The board has determined that given the current market conditions, where availability of capital has been severely reduced, it is prudent for Origin Energy to retain its funding capacity to enable it to invest in growth opportunities. Origin Energy has consequently decided to terminate the on-market buyback program and will assess further capital management initiatives in the next financial year.

Outlook

In the second half of the financial year, a number of development projects and acquisitions are expected to make initial, or significantly increased, contributions to Origin Energy’s financial performance compared to the first half of the year. These include the Uranquinty power station and the expanded Quarantine power station as well as continuing increases in CSG production.

Following completion of the APLNG transaction, Origin Energy has reduced debt and has a significant cash balance.
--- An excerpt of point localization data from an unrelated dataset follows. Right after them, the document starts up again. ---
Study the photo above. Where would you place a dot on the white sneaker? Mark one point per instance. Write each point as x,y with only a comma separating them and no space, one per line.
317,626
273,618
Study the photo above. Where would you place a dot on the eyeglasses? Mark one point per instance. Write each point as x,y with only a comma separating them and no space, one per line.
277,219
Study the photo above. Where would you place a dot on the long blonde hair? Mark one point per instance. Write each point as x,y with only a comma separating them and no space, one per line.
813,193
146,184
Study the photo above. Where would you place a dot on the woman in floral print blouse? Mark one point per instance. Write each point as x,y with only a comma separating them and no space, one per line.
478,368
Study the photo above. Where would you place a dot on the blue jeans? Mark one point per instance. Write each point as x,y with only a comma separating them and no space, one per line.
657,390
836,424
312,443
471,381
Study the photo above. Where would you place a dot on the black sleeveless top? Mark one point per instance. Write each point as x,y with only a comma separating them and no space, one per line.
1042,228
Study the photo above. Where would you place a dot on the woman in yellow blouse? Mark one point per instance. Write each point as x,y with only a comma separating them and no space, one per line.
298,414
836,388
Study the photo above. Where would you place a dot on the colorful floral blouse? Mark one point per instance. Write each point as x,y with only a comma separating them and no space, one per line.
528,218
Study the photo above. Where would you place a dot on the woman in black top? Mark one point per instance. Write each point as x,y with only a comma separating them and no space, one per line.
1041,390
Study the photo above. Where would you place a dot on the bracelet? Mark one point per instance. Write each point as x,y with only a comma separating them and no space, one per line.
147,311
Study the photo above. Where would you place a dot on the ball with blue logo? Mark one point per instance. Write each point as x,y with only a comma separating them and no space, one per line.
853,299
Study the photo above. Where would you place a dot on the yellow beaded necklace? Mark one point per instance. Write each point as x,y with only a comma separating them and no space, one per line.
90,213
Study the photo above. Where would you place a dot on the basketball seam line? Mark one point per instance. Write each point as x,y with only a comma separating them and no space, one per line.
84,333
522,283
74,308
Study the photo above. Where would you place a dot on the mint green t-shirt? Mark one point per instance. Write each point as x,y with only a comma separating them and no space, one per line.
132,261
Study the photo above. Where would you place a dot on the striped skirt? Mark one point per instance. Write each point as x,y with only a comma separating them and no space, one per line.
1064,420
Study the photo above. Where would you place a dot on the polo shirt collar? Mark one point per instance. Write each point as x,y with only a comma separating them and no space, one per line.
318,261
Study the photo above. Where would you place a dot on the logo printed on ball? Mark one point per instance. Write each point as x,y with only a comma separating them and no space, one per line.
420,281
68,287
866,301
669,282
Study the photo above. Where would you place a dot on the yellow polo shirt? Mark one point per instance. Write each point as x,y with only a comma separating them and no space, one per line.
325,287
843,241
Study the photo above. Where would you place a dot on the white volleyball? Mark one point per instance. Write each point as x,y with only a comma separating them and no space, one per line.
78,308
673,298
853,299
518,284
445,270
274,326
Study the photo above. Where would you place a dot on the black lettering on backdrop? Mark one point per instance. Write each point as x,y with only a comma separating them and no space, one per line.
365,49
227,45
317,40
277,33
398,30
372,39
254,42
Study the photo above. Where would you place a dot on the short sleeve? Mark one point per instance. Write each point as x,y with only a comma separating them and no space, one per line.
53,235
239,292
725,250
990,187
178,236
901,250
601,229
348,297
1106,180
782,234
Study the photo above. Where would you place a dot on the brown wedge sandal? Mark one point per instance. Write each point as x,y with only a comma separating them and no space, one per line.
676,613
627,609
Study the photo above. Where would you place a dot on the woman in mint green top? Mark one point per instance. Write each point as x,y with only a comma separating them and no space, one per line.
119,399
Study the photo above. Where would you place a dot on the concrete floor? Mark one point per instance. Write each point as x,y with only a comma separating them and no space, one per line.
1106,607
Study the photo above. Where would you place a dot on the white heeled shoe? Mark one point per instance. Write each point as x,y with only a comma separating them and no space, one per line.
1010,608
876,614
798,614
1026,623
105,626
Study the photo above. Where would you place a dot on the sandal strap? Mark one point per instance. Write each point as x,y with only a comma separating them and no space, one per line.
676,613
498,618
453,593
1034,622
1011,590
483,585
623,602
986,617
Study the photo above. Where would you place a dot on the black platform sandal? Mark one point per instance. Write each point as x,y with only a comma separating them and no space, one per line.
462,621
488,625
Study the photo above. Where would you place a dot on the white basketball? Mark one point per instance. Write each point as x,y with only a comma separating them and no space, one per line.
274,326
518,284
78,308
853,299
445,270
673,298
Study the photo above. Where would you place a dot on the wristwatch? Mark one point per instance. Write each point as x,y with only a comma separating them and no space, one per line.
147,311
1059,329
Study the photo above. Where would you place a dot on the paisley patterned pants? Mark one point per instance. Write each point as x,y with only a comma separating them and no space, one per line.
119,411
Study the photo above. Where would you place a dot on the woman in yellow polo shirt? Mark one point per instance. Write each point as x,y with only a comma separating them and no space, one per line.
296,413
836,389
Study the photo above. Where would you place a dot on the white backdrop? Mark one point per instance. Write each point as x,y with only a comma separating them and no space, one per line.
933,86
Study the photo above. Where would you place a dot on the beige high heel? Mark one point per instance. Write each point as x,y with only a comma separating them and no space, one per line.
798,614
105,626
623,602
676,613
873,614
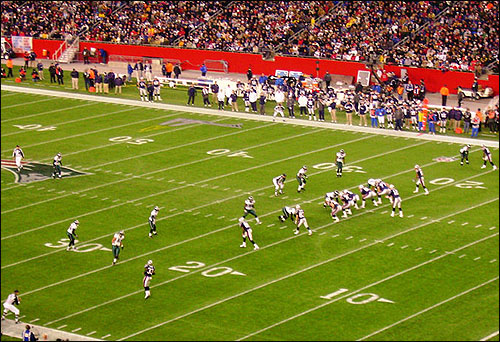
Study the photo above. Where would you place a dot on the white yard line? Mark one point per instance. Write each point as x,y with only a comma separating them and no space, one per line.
269,246
26,103
254,117
293,274
48,112
358,290
430,308
173,189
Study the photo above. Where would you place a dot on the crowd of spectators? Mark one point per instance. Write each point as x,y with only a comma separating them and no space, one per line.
464,38
460,35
As a result, second half earnings will also benefit from reduced interest expense and increased interest revenues although to a lesser extent than previously anticipated due to falling interest rates.

The following factors are likely to offset these increases:

Margins in the retail business are expected to be substantially lower in the second half due to increases in the wholesale cost of electricity, although margins for the full year are expected to be consistent with the prior year;

Exploration expense will be higher in the second half as a result of the renegotiation of a number of well commitments in future years into less expensive seismic exploration during this period; and

Earnings from oil and condensate production in the second half are likely to be lower than previously expected due to the fall in oil prices during the past few months.
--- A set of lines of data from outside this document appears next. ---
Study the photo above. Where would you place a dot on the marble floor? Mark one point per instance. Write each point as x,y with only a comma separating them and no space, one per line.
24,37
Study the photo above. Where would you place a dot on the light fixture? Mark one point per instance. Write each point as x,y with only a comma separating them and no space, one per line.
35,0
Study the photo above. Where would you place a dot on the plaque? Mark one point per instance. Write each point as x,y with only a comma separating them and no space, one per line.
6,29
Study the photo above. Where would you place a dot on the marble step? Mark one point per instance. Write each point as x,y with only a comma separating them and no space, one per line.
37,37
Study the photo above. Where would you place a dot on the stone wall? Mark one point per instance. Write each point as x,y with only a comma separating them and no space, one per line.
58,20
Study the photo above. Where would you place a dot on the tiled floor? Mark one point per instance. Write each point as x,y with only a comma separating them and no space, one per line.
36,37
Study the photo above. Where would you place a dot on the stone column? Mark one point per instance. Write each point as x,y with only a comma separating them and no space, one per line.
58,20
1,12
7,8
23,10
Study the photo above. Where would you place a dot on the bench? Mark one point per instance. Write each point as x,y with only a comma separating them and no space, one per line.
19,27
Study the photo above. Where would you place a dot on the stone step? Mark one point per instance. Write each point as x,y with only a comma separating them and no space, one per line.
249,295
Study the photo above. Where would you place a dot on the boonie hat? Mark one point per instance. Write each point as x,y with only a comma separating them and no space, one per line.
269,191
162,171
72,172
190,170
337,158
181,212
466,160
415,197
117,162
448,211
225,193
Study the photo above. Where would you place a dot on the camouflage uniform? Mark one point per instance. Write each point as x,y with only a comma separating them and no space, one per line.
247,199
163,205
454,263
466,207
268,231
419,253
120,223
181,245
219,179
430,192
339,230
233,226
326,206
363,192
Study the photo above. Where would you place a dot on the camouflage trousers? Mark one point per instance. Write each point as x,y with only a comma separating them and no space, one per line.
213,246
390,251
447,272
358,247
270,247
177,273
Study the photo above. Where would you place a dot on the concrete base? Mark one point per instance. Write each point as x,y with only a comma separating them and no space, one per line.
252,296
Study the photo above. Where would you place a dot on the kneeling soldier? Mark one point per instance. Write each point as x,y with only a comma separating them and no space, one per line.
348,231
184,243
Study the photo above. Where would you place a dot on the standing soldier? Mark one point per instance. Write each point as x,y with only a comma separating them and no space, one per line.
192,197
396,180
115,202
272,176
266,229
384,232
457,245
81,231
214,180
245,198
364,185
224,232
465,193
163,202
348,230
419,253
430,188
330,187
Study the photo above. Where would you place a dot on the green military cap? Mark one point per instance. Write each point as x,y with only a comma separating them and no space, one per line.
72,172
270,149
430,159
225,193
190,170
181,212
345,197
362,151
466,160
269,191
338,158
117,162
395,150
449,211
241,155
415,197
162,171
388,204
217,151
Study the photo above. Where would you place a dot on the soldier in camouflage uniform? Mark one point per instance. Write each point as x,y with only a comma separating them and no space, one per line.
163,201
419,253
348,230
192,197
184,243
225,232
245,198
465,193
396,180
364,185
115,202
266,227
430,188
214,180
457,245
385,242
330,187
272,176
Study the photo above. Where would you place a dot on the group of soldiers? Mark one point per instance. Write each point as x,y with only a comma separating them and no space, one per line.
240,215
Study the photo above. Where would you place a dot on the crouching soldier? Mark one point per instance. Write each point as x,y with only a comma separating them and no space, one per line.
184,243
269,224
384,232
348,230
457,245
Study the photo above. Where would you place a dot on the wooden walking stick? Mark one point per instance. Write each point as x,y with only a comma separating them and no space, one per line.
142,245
When compared with the prior year, it is now expected that contact will make a materially lower contribution due to the impact of adverse hydrology and transmission constraints.

Taking all these factors into account and based on current market conditions, Origin Energy now expects the underlying profit for 2009 financial year to be 20% to 25% higher than the prior year.

Looking further ahead, Origin Energy has a number of development projects that will contribute to earnings growth including the Kupe gas project in New Zealand, the 630 MW Darling Downs base load power station, the 126 MW Mt Stuart peaking power station expansion, the 550 MW Mortlake peaking power station and the 30 MW Cullerin Range wind farm. Continued development of domestic CSG production by APLNG is also expected to more than double from current levels by 2011.

In conclusion King said, “Notwithstanding the current challenging economic environment the availability of $6.4 billion of cash and undrawn debt facilities, together with a growing cash flow, will enable Origin to fund its existing capital program as well as take advantage of opportunities which will emerge in the coming year”.